“When I was in 8th grade, I wanted to do track because a lot of the girls that I felt like I was part of did track. I was in 8th grade and I was running with high school students and I lost. And that was the worst experience in my life, not because I lost but because of the way the people who watched me lose made me feel. Like “you took a L,” “you were dead last,” “you’re slow,” all of that… I never wanted to do track again up here and it was like people who looked like me that were laughing at me and telling me that you’re basically not as good as you think you are… even though my senior year, I did track and trained and I actually put work in and I placed 1st and 2nd every time. And I can only imagine, had I stayed in track from freshman year, how much more of a scholarship, how much more money, and how much I could've gotten out of being an athlete through that school as a track star. [Instead, I let] people who look like me to put me down because I wouldn’t have cared what white people said, but I definitely cared about what black people said about me and they did not do anything but put me down.

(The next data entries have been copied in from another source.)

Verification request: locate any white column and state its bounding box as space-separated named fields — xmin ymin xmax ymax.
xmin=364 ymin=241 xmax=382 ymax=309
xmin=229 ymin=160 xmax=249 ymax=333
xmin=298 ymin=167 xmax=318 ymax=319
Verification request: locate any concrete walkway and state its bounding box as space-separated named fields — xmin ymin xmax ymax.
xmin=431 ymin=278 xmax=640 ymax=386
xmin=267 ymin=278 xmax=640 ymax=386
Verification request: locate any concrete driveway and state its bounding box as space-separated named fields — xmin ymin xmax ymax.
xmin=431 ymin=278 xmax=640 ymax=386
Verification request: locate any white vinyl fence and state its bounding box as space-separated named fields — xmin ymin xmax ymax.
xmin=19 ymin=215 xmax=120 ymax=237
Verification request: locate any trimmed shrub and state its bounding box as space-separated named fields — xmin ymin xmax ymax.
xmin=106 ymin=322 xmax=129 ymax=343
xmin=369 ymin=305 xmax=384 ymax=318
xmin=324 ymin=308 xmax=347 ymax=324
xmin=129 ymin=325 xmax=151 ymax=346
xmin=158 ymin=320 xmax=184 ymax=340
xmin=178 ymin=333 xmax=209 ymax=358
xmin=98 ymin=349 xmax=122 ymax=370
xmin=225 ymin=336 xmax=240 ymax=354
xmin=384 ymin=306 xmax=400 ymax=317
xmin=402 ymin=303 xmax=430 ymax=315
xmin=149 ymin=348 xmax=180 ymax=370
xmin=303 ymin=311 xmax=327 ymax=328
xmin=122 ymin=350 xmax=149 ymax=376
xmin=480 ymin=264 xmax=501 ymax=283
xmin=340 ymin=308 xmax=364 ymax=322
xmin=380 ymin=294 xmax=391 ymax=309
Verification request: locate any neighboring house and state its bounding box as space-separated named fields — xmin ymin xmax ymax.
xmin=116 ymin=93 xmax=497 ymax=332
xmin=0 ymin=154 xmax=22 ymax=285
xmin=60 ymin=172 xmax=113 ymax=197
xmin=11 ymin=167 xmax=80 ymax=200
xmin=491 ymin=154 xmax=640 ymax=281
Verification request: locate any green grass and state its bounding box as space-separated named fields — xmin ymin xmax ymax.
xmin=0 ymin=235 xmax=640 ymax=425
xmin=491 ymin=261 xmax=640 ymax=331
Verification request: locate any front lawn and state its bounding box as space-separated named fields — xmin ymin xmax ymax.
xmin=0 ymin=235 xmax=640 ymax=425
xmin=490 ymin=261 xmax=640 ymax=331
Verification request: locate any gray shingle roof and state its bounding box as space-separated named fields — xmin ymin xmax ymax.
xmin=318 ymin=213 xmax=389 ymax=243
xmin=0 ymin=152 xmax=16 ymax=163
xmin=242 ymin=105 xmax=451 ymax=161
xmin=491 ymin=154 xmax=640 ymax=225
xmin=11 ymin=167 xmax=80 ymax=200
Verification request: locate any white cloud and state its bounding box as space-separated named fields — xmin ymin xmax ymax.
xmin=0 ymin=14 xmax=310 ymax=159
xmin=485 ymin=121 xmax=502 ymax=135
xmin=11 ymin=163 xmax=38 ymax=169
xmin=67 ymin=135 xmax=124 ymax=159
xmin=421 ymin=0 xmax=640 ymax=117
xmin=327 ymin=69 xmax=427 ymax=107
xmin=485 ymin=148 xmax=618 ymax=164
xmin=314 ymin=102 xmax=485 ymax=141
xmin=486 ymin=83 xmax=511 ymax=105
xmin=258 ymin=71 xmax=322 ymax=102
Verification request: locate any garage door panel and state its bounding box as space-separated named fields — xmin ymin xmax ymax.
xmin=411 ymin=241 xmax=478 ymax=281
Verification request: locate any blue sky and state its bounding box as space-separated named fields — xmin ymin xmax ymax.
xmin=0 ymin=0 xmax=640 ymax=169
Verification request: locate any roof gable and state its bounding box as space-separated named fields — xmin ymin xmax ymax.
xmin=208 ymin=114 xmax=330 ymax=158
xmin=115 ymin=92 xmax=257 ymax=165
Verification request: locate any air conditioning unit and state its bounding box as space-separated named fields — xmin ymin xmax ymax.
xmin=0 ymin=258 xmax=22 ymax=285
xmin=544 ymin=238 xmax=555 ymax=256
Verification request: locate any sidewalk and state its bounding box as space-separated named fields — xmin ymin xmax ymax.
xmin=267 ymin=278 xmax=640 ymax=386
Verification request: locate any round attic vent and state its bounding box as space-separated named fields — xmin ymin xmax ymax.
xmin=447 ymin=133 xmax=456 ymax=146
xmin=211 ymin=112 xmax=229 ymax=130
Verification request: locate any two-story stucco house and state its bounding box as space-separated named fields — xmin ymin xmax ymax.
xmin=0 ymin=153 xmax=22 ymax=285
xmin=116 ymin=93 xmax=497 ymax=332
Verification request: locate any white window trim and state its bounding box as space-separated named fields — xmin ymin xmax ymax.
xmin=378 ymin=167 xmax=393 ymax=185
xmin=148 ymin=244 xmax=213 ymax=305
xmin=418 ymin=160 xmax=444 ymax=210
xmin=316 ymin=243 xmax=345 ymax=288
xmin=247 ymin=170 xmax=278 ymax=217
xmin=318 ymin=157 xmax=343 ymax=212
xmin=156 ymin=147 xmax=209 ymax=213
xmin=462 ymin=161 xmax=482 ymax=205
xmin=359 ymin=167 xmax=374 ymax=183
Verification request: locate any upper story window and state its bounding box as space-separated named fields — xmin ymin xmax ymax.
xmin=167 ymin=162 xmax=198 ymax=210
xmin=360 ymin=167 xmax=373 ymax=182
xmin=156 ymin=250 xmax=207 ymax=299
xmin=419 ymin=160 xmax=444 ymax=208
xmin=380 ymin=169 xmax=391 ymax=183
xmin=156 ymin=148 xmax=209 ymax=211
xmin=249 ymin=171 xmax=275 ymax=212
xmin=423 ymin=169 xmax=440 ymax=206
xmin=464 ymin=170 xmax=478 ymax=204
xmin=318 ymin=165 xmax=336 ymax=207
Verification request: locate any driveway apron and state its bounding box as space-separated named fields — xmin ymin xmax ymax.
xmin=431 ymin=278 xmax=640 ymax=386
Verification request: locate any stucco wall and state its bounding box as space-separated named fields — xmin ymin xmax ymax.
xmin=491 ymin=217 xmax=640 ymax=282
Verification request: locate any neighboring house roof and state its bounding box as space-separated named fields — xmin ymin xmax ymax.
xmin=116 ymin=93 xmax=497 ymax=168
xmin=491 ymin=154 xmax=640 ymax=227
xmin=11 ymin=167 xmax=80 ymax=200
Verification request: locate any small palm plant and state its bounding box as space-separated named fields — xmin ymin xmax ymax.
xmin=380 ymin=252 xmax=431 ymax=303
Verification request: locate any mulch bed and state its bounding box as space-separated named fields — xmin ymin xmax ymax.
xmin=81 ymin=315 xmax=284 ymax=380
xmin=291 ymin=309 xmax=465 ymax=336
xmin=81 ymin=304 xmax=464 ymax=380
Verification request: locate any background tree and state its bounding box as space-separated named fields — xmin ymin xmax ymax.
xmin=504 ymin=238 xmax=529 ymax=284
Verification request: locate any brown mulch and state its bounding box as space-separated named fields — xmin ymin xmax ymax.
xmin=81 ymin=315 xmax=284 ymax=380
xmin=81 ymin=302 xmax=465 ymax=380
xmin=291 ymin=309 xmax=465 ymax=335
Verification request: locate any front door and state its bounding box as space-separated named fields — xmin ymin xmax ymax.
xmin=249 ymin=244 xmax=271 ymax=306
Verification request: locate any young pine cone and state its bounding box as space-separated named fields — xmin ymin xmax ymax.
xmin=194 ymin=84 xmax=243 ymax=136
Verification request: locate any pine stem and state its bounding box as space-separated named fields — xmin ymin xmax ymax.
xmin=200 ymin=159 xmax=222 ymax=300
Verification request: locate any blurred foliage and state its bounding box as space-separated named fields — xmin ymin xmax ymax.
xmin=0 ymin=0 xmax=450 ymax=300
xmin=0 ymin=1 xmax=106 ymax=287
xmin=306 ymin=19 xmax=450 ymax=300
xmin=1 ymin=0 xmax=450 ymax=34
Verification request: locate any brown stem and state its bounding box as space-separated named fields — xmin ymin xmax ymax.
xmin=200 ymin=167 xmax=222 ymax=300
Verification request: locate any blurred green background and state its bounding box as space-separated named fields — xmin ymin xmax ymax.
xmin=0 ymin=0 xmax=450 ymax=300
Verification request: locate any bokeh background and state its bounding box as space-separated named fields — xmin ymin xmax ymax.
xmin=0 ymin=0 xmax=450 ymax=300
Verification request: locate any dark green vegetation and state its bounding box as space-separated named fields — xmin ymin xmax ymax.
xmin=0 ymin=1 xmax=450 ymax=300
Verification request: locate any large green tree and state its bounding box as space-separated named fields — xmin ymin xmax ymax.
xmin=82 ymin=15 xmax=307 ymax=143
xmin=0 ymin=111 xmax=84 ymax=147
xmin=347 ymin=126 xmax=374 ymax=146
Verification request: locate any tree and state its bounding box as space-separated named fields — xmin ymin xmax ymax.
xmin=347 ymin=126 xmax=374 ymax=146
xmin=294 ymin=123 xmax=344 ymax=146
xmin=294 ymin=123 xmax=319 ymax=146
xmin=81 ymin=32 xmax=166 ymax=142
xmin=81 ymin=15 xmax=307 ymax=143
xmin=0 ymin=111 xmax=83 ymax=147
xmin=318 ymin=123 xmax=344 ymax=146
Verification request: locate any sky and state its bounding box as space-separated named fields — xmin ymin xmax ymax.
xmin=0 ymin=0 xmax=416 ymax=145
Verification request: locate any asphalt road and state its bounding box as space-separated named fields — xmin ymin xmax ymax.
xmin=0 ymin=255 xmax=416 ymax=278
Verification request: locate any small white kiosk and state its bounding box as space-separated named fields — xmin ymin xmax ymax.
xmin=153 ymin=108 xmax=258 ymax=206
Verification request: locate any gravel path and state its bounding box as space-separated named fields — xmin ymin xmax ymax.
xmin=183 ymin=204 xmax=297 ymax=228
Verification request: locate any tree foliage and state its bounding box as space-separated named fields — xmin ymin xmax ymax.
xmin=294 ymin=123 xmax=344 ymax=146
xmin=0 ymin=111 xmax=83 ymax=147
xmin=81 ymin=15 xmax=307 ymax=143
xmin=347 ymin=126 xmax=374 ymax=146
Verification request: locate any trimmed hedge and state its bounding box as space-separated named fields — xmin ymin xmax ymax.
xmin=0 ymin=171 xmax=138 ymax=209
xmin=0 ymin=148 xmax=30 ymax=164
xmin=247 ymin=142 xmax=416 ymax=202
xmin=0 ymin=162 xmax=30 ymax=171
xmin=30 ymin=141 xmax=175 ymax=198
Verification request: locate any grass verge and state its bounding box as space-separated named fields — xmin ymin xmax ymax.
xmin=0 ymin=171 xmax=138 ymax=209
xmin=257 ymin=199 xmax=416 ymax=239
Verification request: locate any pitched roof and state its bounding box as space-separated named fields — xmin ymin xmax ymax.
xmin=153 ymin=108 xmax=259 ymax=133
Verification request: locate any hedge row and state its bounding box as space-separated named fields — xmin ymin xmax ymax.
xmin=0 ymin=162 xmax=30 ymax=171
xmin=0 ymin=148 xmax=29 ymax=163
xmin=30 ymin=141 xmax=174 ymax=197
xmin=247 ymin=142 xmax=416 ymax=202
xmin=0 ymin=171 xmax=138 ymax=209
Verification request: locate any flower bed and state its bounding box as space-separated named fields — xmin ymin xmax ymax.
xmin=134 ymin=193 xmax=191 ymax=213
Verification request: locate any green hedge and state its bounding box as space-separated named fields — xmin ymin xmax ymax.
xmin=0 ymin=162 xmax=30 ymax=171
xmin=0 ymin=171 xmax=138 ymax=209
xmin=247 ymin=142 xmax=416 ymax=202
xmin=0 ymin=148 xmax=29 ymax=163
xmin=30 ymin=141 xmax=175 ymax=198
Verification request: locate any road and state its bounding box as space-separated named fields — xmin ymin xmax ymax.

[Other times] I found myself in terrible situations, physical situations, arguments, where people just wanna make you have so many arguments that you are bound to sound stupid at one point because it’s happening all the time. So I’ve had so many situations, mainly in high school, not really in college and especially not towards my end of my college years, where I’m supposed to get physical with you because I’m a black girl. When people want to bring violence to you, because you’re black and you’re supposed to be able to handle this, you’re supposed to be like that. But no, I don’t want to fight you because I don’t need to. My face is supposed to be ready for work not for scratches - that’s gonna look inappropriate.
The culture at Amherst is not really my cup of tea, but I have understood that it’s a great place to better myself and grow and take care of myself and so when I’m ready to dip out, I’m not far behind the world - if not, I’m far ahead. So it’s been a great treatment center.
You know, honestly, I think I’ve done a great job just because I could've gone the other way, in high school, because I didn’t have to do all those clubs and I didn’t have to do all those extra stuff… So I’m proud of myself for doing what I did and I understand that it is a commitment and it is a lot of work. I’m not perfect and there’s a lot that I need to do to improve and be better... I just want to use up all the resources I can at this school in the fall. Figure out this graduate school program, which one is better than going NBA route, which one is different, little bit more unique. Figure something out, shape myself, and then I can say that I did it. I definitely had help along the way, that’s something that I will always credit, but I’ve also had a lot of stuff holding me down, pushing me back, specifically people, administration, job, things that are just not fun, but fun when you actually overcome it and 100% survive it.”